Real-time PCR for TLR-2, TLR-4 and IL-8 and two housekeeping genes (glyceraldehydes 3-phosphate dehydrogenase [GAPDH] and β-actin) was carried out using Roche Light Cycler-480, Germany. The above housekeeping genes were selected as they had been shown to be the most stably expressed in the neutrophils (Robinson et al. Citation2007). The sequence information of gene was retrieved from NCBI database and suitable primers were designed using primer-3 web interfaces. Details of primer specification are given in the . Broadly for each real-time quantitative PCR (qPCR), 1 µg cDNA was added to a 20µl mix containing primers, IQ SYBER-green supermix (Bio-Rad) and nuclease free water. PCR conditions were 300s at 95°C, 45 cycles of 20s at 95°C, 20s at appropriate annealing temperature () and 20s at 72°C. A melting curve for each qPCR with a single peak at the correct melting temperature was indicative of reliable and desired PCR product. mRNA abundance on 0 day (a day of parturition) was taken as calibrator to whom relative expression was seen. Calculation was done using the 2−ΔΔCt method (Livak Kenneth & Schmittgen Citation2001).

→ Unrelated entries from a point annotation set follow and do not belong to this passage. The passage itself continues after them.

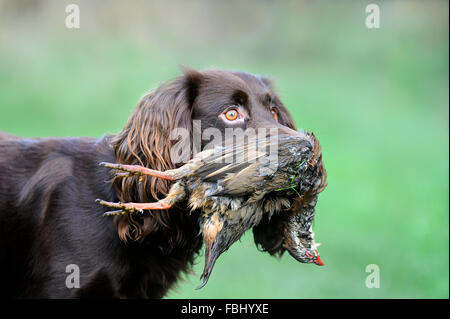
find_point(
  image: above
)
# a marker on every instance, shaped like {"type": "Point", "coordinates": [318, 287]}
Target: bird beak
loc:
{"type": "Point", "coordinates": [318, 261]}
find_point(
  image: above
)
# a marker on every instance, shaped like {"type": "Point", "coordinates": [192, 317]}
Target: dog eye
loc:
{"type": "Point", "coordinates": [231, 114]}
{"type": "Point", "coordinates": [274, 113]}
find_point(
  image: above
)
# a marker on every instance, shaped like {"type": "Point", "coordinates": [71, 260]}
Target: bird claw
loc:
{"type": "Point", "coordinates": [130, 170]}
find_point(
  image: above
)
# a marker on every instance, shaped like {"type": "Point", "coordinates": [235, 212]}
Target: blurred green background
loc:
{"type": "Point", "coordinates": [377, 99]}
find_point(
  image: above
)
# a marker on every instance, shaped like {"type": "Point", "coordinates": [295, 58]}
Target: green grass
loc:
{"type": "Point", "coordinates": [377, 100]}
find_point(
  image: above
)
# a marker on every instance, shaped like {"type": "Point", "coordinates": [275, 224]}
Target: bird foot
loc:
{"type": "Point", "coordinates": [131, 170]}
{"type": "Point", "coordinates": [131, 208]}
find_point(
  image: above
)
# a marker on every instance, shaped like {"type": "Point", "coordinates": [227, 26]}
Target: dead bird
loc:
{"type": "Point", "coordinates": [234, 195]}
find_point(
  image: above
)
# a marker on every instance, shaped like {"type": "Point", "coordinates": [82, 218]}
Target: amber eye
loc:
{"type": "Point", "coordinates": [231, 115]}
{"type": "Point", "coordinates": [275, 114]}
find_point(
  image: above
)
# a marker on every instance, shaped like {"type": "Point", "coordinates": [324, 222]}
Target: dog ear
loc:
{"type": "Point", "coordinates": [146, 140]}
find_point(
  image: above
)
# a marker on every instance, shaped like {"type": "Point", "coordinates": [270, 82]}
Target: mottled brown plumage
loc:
{"type": "Point", "coordinates": [234, 195]}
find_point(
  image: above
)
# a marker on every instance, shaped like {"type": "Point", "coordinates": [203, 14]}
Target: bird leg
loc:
{"type": "Point", "coordinates": [131, 208]}
{"type": "Point", "coordinates": [138, 170]}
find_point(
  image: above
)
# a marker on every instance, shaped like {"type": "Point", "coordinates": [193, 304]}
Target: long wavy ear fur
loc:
{"type": "Point", "coordinates": [145, 140]}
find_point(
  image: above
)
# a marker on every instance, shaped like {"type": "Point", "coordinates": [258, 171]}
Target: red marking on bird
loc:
{"type": "Point", "coordinates": [318, 261]}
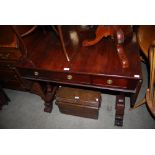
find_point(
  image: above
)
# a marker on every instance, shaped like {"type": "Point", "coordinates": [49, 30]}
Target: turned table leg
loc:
{"type": "Point", "coordinates": [133, 97]}
{"type": "Point", "coordinates": [49, 97]}
{"type": "Point", "coordinates": [120, 106]}
{"type": "Point", "coordinates": [3, 98]}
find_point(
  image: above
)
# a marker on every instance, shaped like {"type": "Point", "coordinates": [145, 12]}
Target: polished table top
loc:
{"type": "Point", "coordinates": [101, 58]}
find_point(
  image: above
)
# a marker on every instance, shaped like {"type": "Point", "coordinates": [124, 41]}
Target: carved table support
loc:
{"type": "Point", "coordinates": [49, 97]}
{"type": "Point", "coordinates": [3, 98]}
{"type": "Point", "coordinates": [133, 97]}
{"type": "Point", "coordinates": [120, 106]}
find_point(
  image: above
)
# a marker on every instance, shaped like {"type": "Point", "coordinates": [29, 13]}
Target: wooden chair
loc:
{"type": "Point", "coordinates": [146, 41]}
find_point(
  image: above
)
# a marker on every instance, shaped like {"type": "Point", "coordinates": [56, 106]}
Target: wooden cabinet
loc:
{"type": "Point", "coordinates": [10, 53]}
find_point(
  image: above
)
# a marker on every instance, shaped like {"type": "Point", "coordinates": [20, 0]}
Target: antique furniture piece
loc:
{"type": "Point", "coordinates": [3, 98]}
{"type": "Point", "coordinates": [97, 66]}
{"type": "Point", "coordinates": [116, 32]}
{"type": "Point", "coordinates": [79, 102]}
{"type": "Point", "coordinates": [11, 49]}
{"type": "Point", "coordinates": [146, 40]}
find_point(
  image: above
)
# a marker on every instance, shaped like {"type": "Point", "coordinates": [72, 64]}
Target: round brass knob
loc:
{"type": "Point", "coordinates": [36, 73]}
{"type": "Point", "coordinates": [69, 77]}
{"type": "Point", "coordinates": [109, 81]}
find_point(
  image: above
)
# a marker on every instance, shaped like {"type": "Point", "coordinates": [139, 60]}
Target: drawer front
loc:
{"type": "Point", "coordinates": [6, 75]}
{"type": "Point", "coordinates": [6, 65]}
{"type": "Point", "coordinates": [55, 76]}
{"type": "Point", "coordinates": [110, 82]}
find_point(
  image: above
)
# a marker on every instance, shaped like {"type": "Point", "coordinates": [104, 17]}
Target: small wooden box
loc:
{"type": "Point", "coordinates": [78, 102]}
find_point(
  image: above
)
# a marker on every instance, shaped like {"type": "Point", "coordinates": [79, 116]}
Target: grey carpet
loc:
{"type": "Point", "coordinates": [25, 111]}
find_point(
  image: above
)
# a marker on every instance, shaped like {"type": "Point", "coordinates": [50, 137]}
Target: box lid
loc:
{"type": "Point", "coordinates": [78, 96]}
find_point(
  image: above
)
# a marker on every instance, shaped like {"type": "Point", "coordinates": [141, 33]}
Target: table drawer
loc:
{"type": "Point", "coordinates": [7, 75]}
{"type": "Point", "coordinates": [110, 82]}
{"type": "Point", "coordinates": [55, 76]}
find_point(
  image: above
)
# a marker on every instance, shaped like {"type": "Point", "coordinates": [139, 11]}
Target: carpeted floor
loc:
{"type": "Point", "coordinates": [25, 111]}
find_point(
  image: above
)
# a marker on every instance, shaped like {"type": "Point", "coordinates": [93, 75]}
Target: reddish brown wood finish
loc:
{"type": "Point", "coordinates": [3, 98]}
{"type": "Point", "coordinates": [96, 66]}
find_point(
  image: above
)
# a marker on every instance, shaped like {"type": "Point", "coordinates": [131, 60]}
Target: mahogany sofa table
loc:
{"type": "Point", "coordinates": [96, 67]}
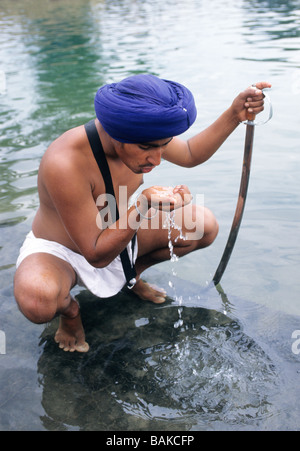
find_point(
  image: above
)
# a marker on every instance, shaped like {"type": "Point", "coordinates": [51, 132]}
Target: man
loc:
{"type": "Point", "coordinates": [71, 243]}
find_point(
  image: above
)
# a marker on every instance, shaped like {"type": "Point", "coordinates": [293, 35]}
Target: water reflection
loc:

Table 1. Specifications for qPCR.
2.4. Statistical analysis
Statistical analysis was performed using least square model through SYSTAT software (sigma plot 11.0, Chicago, IL, USA). The model used for analysis was Yij = µ + Gi + Dj + Ti (Dj) + Eij, where Yij was an observation of dependent variable; µ was the population mean for the variable; Gi was the effect of the group; Dj was the effect days; Gi (Dj) was the interaction between the group and days and Eij was the random error associated with observation. The means were separated and compared using Tukey test as post hoc test, because this test is able to control the errors of multiple comparisons simultaneously. Further, the effect of different treatments on 15 days of prepartum was not used as covariate for subsequent analysis as our main interest was to differentiate the effect of two different treatments.
3. Results
Blood TLC was carried out in cows and buffaloes during both the pre- and postpartum periods. Values of blood TLC increased during the prepartum from day 7 in both the groups of animals with peak observed at calving and then it started decreasing after calving (). The degree of increase in the TLC level was non-significantly higher in the MU buffaloes as compared to the SW cows. However, MU buffaloes exhibited a rapid reduction in the TLC level after calving. Blood neutrophils percentage also showed an increase on the day of calving. After calving, the neutrophil count decreased rapidly in MU buffaloes and attained the normal basal levels. We also observed an increase in percentage of band neutrophils on the day of calving in both the groups of animals at calving.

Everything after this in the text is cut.